Forschungsvorhaben: Die 'Schlagkraft' virtuoser Kunst: Kraftkonzepte in frühneuzeitlichen Künstlerneidallegorien
Das Projekt untersucht eine Reihe allegorischer Kunstwerke aus dem 15. bis 17. Jahrhundert, die mit bildmagischen Vorstellungen arbeiten und den künstlerischen Siegesanspruch sowie die Bewahrung vor dem ›Berufslaster‹ Neid zum Thema haben.

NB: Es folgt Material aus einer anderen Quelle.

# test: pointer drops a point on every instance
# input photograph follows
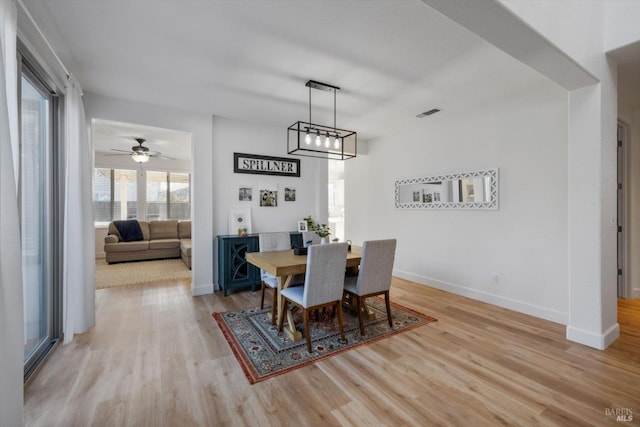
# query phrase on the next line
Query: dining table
(285, 265)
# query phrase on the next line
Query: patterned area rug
(263, 353)
(138, 272)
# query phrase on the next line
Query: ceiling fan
(141, 154)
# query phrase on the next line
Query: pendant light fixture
(300, 133)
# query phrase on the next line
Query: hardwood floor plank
(158, 358)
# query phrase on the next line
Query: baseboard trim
(201, 289)
(591, 339)
(500, 301)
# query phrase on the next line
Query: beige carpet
(138, 272)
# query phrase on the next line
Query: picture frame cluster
(268, 195)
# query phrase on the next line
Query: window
(114, 194)
(39, 213)
(168, 195)
(336, 198)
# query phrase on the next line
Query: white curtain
(11, 304)
(79, 233)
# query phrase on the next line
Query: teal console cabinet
(233, 269)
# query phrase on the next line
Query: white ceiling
(250, 59)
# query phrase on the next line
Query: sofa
(160, 239)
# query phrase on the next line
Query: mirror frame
(492, 174)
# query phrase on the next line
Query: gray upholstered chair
(278, 241)
(323, 285)
(374, 277)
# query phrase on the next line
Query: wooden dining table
(284, 265)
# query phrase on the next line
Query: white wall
(233, 136)
(592, 147)
(199, 125)
(524, 242)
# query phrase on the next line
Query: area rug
(138, 272)
(263, 353)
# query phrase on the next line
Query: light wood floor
(157, 358)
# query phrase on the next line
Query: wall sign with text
(265, 165)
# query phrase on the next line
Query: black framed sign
(265, 165)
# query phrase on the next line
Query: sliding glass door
(37, 217)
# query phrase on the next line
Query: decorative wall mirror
(467, 190)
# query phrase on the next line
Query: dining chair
(374, 276)
(323, 285)
(278, 241)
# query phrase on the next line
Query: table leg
(289, 328)
(350, 303)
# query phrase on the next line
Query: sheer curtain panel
(79, 234)
(11, 304)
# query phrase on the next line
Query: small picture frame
(289, 194)
(269, 198)
(245, 193)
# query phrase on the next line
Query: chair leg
(274, 306)
(306, 329)
(388, 303)
(359, 309)
(285, 306)
(340, 322)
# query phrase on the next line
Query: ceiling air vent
(428, 113)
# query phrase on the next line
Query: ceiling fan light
(140, 157)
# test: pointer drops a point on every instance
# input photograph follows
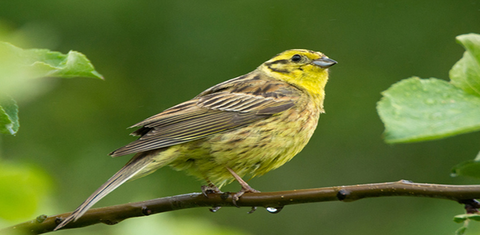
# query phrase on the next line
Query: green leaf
(466, 72)
(8, 116)
(461, 218)
(469, 168)
(46, 63)
(22, 190)
(417, 109)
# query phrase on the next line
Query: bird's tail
(135, 168)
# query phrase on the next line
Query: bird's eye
(296, 58)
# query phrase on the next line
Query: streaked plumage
(248, 125)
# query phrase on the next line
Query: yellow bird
(248, 125)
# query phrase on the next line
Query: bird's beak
(324, 62)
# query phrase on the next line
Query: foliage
(20, 66)
(425, 109)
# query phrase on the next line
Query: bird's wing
(215, 110)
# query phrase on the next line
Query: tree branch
(273, 201)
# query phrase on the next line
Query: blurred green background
(155, 54)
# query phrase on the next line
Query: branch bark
(273, 201)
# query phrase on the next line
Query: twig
(273, 201)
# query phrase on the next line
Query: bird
(248, 125)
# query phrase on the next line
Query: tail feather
(129, 171)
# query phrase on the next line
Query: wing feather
(215, 110)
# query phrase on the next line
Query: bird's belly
(252, 150)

Auf unterschiedlichen Wegen wird hier postuliert, die Bilder seien aufgrund ihrer virtus und ars in der Lage, nicht nur Blicke missgünstiger Betrachter und durch sie ausgelöstes Unheil und Krankheiten abzuwehren, sondern auch ihrerseits ihr Gegenüber zu ‚faszinieren‘, so dass es überwältigt und außer Gefecht gesetzt wird, im besten Fall, um vor Bewunderung zu erstarren.

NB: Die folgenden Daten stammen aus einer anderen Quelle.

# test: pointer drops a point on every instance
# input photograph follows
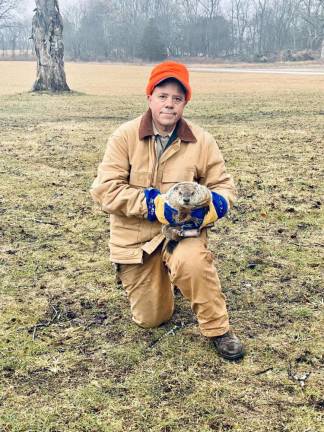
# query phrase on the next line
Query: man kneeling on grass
(143, 159)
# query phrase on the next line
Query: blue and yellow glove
(207, 215)
(159, 209)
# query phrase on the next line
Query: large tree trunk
(47, 34)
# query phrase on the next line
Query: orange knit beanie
(169, 69)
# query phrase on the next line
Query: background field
(70, 357)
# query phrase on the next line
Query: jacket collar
(183, 130)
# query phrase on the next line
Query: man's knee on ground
(147, 321)
(191, 258)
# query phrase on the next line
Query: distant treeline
(251, 30)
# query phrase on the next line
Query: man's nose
(169, 102)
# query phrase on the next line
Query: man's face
(167, 103)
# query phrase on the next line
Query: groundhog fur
(184, 197)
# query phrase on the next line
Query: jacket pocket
(139, 178)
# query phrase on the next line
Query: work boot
(228, 346)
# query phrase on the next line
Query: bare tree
(7, 9)
(47, 34)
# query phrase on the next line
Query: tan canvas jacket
(129, 166)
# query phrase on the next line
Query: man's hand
(158, 208)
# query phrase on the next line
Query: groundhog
(184, 197)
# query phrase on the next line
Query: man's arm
(111, 189)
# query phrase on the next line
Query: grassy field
(70, 357)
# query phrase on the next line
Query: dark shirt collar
(183, 130)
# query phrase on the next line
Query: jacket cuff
(220, 204)
(150, 195)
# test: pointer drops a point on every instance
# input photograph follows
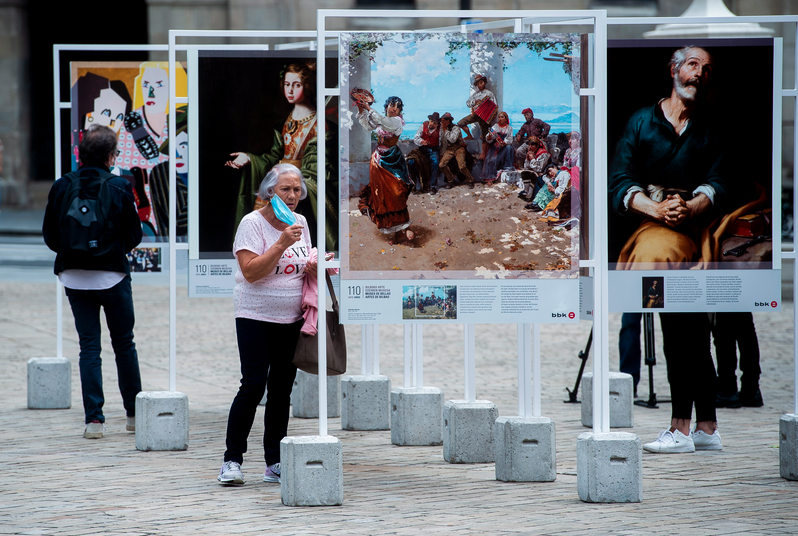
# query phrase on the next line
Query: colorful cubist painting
(133, 99)
(460, 155)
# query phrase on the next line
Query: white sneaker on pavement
(94, 430)
(272, 473)
(230, 474)
(705, 441)
(671, 443)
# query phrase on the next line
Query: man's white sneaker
(671, 443)
(230, 474)
(94, 430)
(705, 441)
(272, 473)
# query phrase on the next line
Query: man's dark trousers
(117, 302)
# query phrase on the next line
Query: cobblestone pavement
(55, 482)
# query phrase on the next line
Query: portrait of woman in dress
(295, 143)
(384, 198)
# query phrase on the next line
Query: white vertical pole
(795, 219)
(418, 355)
(470, 363)
(59, 293)
(376, 366)
(59, 318)
(601, 382)
(365, 345)
(534, 365)
(321, 216)
(408, 354)
(522, 383)
(172, 220)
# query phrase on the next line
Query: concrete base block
(609, 467)
(312, 471)
(49, 383)
(788, 446)
(621, 400)
(417, 416)
(161, 420)
(365, 403)
(468, 431)
(525, 449)
(305, 396)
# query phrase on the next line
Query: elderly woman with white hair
(273, 257)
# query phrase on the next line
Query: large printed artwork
(690, 141)
(258, 109)
(133, 99)
(460, 156)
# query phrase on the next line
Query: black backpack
(86, 225)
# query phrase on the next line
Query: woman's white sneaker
(230, 474)
(705, 441)
(671, 443)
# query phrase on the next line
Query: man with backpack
(91, 222)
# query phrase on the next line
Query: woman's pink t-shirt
(277, 297)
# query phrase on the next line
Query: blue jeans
(117, 302)
(629, 345)
(266, 351)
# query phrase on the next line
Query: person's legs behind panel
(85, 306)
(117, 303)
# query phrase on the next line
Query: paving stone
(56, 482)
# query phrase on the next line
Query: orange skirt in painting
(384, 198)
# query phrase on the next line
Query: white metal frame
(791, 92)
(529, 354)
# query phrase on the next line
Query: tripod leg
(583, 356)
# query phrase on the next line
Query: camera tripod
(650, 361)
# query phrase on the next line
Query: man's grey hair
(266, 190)
(98, 144)
(680, 56)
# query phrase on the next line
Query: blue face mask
(282, 211)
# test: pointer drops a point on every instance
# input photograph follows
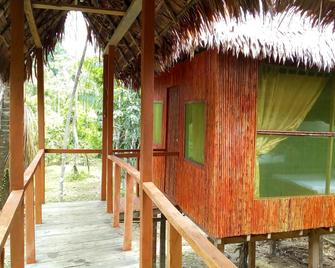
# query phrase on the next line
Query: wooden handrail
(73, 151)
(187, 229)
(137, 154)
(8, 214)
(127, 167)
(31, 169)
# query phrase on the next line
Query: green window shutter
(157, 122)
(195, 132)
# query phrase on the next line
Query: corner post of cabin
(147, 93)
(104, 129)
(314, 249)
(110, 108)
(16, 140)
(40, 174)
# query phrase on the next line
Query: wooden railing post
(174, 248)
(39, 194)
(128, 215)
(147, 97)
(41, 116)
(116, 195)
(110, 103)
(30, 223)
(16, 122)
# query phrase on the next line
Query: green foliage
(77, 176)
(59, 76)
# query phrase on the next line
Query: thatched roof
(174, 18)
(282, 37)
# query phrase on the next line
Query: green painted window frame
(157, 122)
(195, 131)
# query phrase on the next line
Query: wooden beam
(174, 248)
(73, 151)
(129, 213)
(41, 119)
(110, 105)
(314, 249)
(84, 9)
(104, 129)
(32, 23)
(147, 97)
(16, 122)
(124, 25)
(187, 229)
(116, 196)
(30, 223)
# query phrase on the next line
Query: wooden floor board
(80, 234)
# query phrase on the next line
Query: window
(157, 122)
(195, 132)
(295, 152)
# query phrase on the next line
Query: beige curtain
(283, 101)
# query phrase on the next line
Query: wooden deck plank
(80, 234)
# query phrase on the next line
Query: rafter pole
(147, 93)
(16, 140)
(84, 9)
(124, 25)
(32, 23)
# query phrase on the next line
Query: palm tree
(29, 140)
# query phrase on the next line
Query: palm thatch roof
(174, 18)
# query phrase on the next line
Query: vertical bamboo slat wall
(219, 196)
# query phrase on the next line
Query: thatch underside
(175, 20)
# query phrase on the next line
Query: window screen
(195, 132)
(157, 122)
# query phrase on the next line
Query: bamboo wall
(219, 196)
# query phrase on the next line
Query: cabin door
(172, 142)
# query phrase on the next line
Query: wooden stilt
(110, 104)
(314, 249)
(116, 196)
(38, 194)
(129, 213)
(41, 116)
(174, 248)
(30, 224)
(154, 239)
(251, 254)
(147, 93)
(162, 241)
(16, 141)
(104, 129)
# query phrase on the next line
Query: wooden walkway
(80, 234)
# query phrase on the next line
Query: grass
(81, 187)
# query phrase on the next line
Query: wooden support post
(314, 249)
(16, 141)
(110, 104)
(147, 94)
(104, 129)
(129, 213)
(251, 254)
(30, 223)
(162, 241)
(2, 258)
(174, 248)
(38, 194)
(154, 239)
(116, 196)
(41, 116)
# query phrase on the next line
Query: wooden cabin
(254, 127)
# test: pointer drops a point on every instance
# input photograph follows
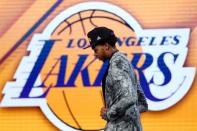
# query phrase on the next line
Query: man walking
(123, 96)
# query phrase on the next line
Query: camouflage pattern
(121, 96)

Forschungsergebnisse: Die 'Schlagkraft' virtuoser Kunst: Kraftkonzepte in frühneuzeitlichen Künstlerneidallegorien
Anschließend an meine Studie zu Invidia als Künstlerlaster in der Frühen Neuzeit, die u.a. die Sonderrolle des Neids bei der künstlerischen Identitätskonstruktion und das wirkmächtige Bezugsfeld von Kreativität, Moral und Kunst in den Blick nimmt, ist das Forschungsprojekt zur ›Schlagkraft‹ virtuoser Kunst dem Zusammenhang von Künstlerneid, virtus und Gewalt sowie Kunst und Heilkraft gewidmet.

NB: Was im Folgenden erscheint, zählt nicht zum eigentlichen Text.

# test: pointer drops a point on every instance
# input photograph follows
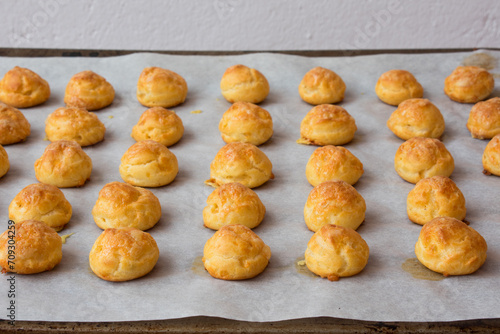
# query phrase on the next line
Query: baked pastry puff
(327, 124)
(330, 163)
(240, 162)
(123, 254)
(416, 118)
(36, 246)
(233, 203)
(234, 252)
(14, 127)
(4, 161)
(334, 202)
(450, 247)
(246, 122)
(491, 157)
(437, 196)
(321, 86)
(419, 158)
(484, 119)
(75, 124)
(159, 124)
(240, 83)
(148, 164)
(159, 87)
(469, 84)
(63, 164)
(336, 251)
(395, 86)
(42, 202)
(122, 205)
(88, 90)
(23, 88)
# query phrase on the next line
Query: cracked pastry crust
(38, 248)
(491, 157)
(484, 119)
(159, 124)
(240, 83)
(122, 205)
(469, 84)
(63, 164)
(327, 124)
(437, 196)
(450, 247)
(4, 161)
(14, 127)
(329, 163)
(321, 86)
(42, 202)
(395, 86)
(334, 202)
(123, 254)
(246, 122)
(235, 253)
(419, 158)
(233, 203)
(240, 162)
(148, 164)
(416, 118)
(23, 88)
(159, 87)
(336, 251)
(88, 90)
(75, 124)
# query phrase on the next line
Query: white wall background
(226, 25)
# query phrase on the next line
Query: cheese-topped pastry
(336, 251)
(148, 164)
(450, 247)
(240, 83)
(63, 164)
(395, 86)
(42, 202)
(123, 254)
(159, 87)
(23, 88)
(437, 196)
(329, 163)
(234, 252)
(469, 84)
(419, 158)
(38, 248)
(122, 205)
(233, 203)
(246, 122)
(75, 124)
(416, 118)
(321, 86)
(159, 124)
(334, 202)
(240, 162)
(327, 124)
(88, 90)
(14, 127)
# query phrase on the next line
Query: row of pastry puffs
(240, 160)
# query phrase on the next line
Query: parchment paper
(179, 286)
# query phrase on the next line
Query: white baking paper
(178, 286)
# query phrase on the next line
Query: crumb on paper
(66, 236)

Die Monate in der Forschungsgruppe habe ich zum einen genutzt, um mich mit Figurationen von Künstlerkrankheit und den diesen inhärenten Vorstellungen vom kreativen Potential künstlerischer Erkrankungen wie auch von einer Heilkraft der Kunst zu beschäftigen. Teilergebnisse wurden im November 2020 auf der Tagung Kunst und Gebrechen an der Uni Salzburg vorgestellt und erscheinen im Laufe dieses Jahres im zugehörigen Tagungsband (Schriftenreihe des Programmbereichs Figurationen des Übergangs).
Zum anderen habe ich eine Reihe von Werken untersucht, die mit bildmagischen Vorstellungen arbeiten und teils postulieren, die Bilder seien aufgrund ihrer virtus und ars in der Lage, nicht nur Blicke missgünstiger Betrachter und durch sie ausgelöstes Unheil und Krankheiten abzuwehren, sondern auch ihrerseits ihr Gegenüber zu ›faszinieren‹, so dass es überwältigt und außer Gefecht gesetzt wird, im besten Fall, um vor Bewunderung zu erstarren. Von hier aus richtet sich mein Blick auf eine Gruppe allegorischer Inszenierungen, die Künstler-virtus, den künstlerischen Siegesanspruch sowie die Bewahrung vor dem ›Berufslaster‹ Neid in Gestalt gewalttätiger Tugendpersonifikationen visualisieren. Geplant ist ein längerer Aufsatz, der 2022 veröffentlicht werden soll.